Robert, have you found any offending plugins on WordPress Extend? Have you had any bad experiences with plugins you downloaded from there?
Well, somebody has already mentioned the Adsense plugin that ran the _author’s_ ads. Sounds kind of “offending” to me….
I’m considering writing a bit about this, as I have got my themes modified to make them appear as ad-filled sponsored themes by someone who was completely unknown to me. Normally, I would not care too much about that since it is impossible for theme designers (and for plugin makers) to stop other people from abusing the code if they really want to. But in my situation, it was not a person who wanted to turn themes into hacking tools. It was a person who wanted to damage my reputation and make me look as a disrespectful and greedy scammer.
I got my themes modified, re-distributed and promoted – and sites that loaded the themes got strange errors and massive amounts of affiliate links included at various places in the design. Appearantly, to have the ads removed the user would have to pay for a “premium upgrade” – which would basically be the same theme but without the ads. The same theme of mine, that users can download from WordPress.org for free. But at a high price…
Users who complained about the ads got an e-mail from “Andreas Viklund” who went very rude on them because they did not appreciate the free work. Users were also encouraged to get themes from some other designer if they did not like “the Andreas Viklund model”. Two recommendations for such designers were given – both were affiliate links.
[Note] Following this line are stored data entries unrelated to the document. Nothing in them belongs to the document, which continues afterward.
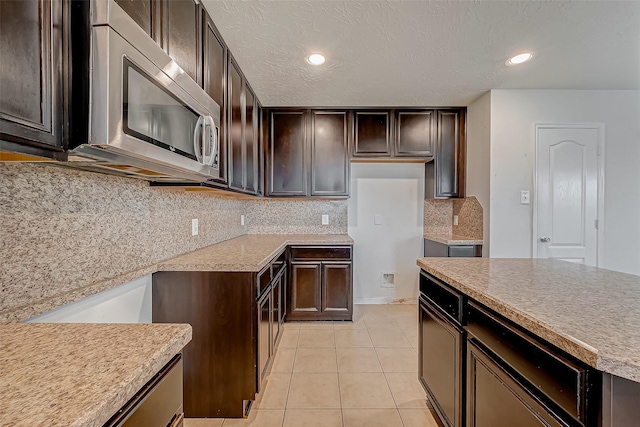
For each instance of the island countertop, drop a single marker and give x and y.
(56, 374)
(591, 313)
(250, 252)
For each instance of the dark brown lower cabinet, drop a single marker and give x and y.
(264, 335)
(321, 283)
(220, 361)
(305, 289)
(440, 364)
(506, 377)
(496, 400)
(236, 319)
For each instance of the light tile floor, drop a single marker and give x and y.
(343, 374)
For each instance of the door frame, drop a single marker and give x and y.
(600, 198)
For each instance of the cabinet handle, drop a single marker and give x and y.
(177, 421)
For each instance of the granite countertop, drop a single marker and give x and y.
(56, 374)
(250, 252)
(591, 313)
(452, 239)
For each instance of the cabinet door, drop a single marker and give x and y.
(250, 141)
(287, 156)
(236, 126)
(276, 294)
(449, 147)
(337, 294)
(305, 288)
(215, 81)
(145, 13)
(264, 336)
(440, 352)
(372, 134)
(31, 76)
(494, 399)
(414, 133)
(329, 154)
(181, 32)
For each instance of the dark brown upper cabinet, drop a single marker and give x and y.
(215, 83)
(445, 175)
(287, 164)
(32, 81)
(372, 134)
(146, 13)
(181, 35)
(308, 153)
(236, 111)
(244, 133)
(414, 133)
(329, 153)
(251, 135)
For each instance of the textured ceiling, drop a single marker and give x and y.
(427, 52)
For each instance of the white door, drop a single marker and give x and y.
(566, 199)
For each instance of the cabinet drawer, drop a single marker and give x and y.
(448, 300)
(320, 253)
(278, 264)
(554, 378)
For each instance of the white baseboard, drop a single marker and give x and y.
(385, 300)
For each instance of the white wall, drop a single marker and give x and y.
(396, 191)
(514, 114)
(479, 159)
(127, 303)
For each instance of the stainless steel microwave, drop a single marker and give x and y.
(146, 117)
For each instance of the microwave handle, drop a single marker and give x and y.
(212, 141)
(198, 139)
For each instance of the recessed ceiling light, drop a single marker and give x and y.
(315, 59)
(519, 59)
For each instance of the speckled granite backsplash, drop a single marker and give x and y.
(73, 233)
(295, 216)
(438, 217)
(63, 229)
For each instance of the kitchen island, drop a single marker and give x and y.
(79, 374)
(561, 337)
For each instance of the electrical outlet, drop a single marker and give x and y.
(388, 279)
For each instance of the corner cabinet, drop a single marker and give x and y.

Luckily, I found out about this very early, and I followed the development in silence for a few days to learn more about it and also to exchange a few e-mails with the scammer under another name than my own. Once I revealed who I was, it all ended in a good and friendly way – and I am confident that it will not happen again. But I still want to warn others, both theme designers and plugin coders and ask if someone has experienced anything like this.
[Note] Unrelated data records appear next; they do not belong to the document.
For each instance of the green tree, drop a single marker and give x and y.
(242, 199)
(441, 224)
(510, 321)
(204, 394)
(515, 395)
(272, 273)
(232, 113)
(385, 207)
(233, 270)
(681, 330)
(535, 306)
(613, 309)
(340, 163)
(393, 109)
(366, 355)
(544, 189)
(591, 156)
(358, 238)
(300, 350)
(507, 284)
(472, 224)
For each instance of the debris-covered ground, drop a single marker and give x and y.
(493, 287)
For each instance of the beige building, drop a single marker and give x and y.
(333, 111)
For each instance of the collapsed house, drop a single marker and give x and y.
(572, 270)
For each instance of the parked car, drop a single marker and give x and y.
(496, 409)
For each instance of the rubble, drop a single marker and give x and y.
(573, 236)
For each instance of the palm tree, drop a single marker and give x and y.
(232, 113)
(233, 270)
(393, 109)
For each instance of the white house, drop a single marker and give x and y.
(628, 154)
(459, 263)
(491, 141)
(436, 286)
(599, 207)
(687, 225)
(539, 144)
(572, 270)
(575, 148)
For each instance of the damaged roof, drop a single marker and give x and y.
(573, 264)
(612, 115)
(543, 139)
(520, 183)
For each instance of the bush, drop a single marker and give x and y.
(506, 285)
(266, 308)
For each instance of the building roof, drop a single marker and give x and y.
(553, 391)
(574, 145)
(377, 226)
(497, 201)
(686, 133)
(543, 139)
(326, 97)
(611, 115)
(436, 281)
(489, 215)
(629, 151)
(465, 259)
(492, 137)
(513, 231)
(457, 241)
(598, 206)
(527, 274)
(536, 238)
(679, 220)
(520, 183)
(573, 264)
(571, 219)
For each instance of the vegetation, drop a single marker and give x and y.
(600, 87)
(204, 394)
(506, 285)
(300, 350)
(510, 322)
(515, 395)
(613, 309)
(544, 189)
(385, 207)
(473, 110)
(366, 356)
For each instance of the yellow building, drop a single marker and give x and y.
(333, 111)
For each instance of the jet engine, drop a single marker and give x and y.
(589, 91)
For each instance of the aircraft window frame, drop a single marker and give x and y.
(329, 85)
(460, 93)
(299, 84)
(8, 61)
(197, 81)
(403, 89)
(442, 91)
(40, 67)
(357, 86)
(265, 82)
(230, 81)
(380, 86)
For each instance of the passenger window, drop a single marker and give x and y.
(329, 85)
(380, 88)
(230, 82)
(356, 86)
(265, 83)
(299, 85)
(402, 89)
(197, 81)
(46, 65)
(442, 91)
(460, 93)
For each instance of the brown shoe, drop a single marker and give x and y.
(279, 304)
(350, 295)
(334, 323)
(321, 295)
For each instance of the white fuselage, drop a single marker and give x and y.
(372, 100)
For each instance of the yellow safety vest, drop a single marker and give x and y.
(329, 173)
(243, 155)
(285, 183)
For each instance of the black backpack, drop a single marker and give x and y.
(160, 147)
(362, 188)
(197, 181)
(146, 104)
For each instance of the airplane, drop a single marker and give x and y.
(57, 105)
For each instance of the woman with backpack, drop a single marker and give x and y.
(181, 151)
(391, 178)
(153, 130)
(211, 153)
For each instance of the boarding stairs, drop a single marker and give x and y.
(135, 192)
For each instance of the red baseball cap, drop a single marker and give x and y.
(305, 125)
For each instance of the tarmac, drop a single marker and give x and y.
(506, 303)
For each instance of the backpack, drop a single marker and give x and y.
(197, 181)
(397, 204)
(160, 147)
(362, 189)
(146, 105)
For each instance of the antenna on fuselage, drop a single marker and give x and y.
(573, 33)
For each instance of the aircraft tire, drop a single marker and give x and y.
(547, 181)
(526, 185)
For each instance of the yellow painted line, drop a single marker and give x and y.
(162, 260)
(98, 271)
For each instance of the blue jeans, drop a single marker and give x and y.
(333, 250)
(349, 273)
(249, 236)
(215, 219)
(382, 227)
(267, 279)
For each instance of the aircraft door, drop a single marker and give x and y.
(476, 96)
I realized that it doesn’t matter if you look for trusted names. It is important to download from a trusted location as well – and there are never any guarantees. Most important of all would be: Think twice before using any kind of auto-update/upgrade feature. And also, although it can be embarrasing to admit that you want to do this, don’t be afraid to Google your own name to see if someone is abusing it. It can save you from a lot of worries.
Sorry for the long comment, I’ve had this on my mind for quite some time without writing any of it down…
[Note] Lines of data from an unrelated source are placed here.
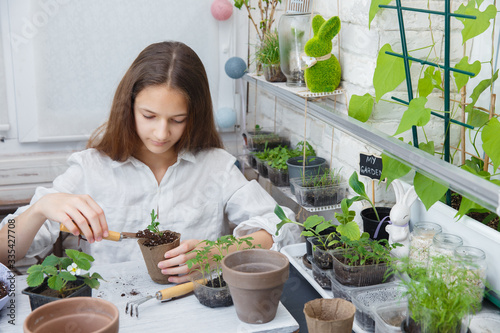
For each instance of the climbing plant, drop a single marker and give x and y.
(390, 72)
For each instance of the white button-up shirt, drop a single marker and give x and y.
(199, 196)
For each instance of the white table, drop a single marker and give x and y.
(130, 281)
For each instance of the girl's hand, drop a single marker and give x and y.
(75, 211)
(176, 259)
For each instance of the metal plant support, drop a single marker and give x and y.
(446, 66)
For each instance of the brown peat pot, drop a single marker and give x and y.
(255, 278)
(154, 254)
(79, 314)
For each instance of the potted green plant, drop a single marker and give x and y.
(153, 244)
(268, 54)
(209, 285)
(324, 189)
(57, 278)
(440, 298)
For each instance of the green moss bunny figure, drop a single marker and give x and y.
(323, 68)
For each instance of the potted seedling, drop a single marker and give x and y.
(324, 189)
(209, 285)
(320, 234)
(305, 163)
(440, 298)
(268, 54)
(153, 244)
(358, 260)
(57, 278)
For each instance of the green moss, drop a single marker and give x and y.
(325, 75)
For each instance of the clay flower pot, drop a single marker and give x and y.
(81, 314)
(256, 278)
(329, 315)
(154, 254)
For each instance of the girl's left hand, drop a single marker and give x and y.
(175, 261)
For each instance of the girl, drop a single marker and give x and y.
(159, 150)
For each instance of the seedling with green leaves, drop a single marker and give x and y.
(60, 271)
(154, 226)
(313, 226)
(209, 257)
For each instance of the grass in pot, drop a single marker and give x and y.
(153, 244)
(440, 297)
(56, 278)
(209, 286)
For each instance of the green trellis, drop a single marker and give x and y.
(446, 67)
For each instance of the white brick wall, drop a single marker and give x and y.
(359, 47)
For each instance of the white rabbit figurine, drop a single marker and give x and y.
(398, 229)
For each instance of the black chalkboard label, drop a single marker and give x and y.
(370, 166)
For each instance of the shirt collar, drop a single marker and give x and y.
(183, 155)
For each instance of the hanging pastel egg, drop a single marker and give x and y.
(235, 67)
(221, 9)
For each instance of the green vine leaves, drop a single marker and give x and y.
(473, 28)
(390, 73)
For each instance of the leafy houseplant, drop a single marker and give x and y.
(210, 287)
(268, 54)
(390, 73)
(57, 278)
(153, 244)
(439, 297)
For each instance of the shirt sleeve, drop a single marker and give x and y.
(68, 182)
(251, 208)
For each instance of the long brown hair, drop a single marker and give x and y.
(177, 66)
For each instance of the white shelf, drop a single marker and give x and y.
(477, 189)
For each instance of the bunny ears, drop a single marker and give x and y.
(325, 29)
(401, 197)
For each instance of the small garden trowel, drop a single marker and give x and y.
(113, 235)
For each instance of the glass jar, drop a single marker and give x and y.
(474, 260)
(294, 32)
(444, 244)
(421, 240)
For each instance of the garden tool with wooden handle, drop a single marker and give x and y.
(113, 235)
(162, 295)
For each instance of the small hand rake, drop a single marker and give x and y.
(162, 295)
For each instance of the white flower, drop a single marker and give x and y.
(73, 269)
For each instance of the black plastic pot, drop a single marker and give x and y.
(314, 166)
(370, 222)
(36, 299)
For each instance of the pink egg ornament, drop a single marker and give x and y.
(221, 9)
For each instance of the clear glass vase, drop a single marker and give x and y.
(293, 31)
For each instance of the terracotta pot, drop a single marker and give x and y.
(37, 299)
(329, 315)
(256, 278)
(209, 292)
(81, 314)
(154, 254)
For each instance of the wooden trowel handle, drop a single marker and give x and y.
(175, 291)
(113, 235)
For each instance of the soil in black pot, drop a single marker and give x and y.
(358, 276)
(3, 290)
(412, 327)
(216, 297)
(370, 222)
(153, 239)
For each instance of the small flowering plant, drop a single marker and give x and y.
(60, 271)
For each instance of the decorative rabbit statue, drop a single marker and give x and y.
(323, 69)
(398, 229)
i use WPAU plugin to upgrade i guess it is safer too? right ?
Yes you should be careful even on your Operating system, but that is the beside the point. I saw this yesterday and posted it Fake WordPress update 2.6.4 steals data! it seemed to me that people weren’t watching where they went.
This is so annoying how people love to mess up a good thing..but here is my thing. why have a fake wordpress site? What can they get out of it except for trying to hack people’s affiliates accounts or google adsense codes.
Well…I think it’s going a bit far saying not to download themes elsewhere. There are so many additional and many times better themes available outside of wordpress extend. People need to make sure they reach the correct website for upgrading! Or use Fantastico!
Never trust third-parties for downloadig WP; as simple as that. Moreover; searching over the internet reveals some posts for to hack” the core files in order to deactivate some features. It’s important not to manipulate the code unless it’s something mentioned over the “Codex” documentation. Other than this, simply don’t!
Fantastico all the way, never take risk
This is a scary though. The scammers are always trying new angles.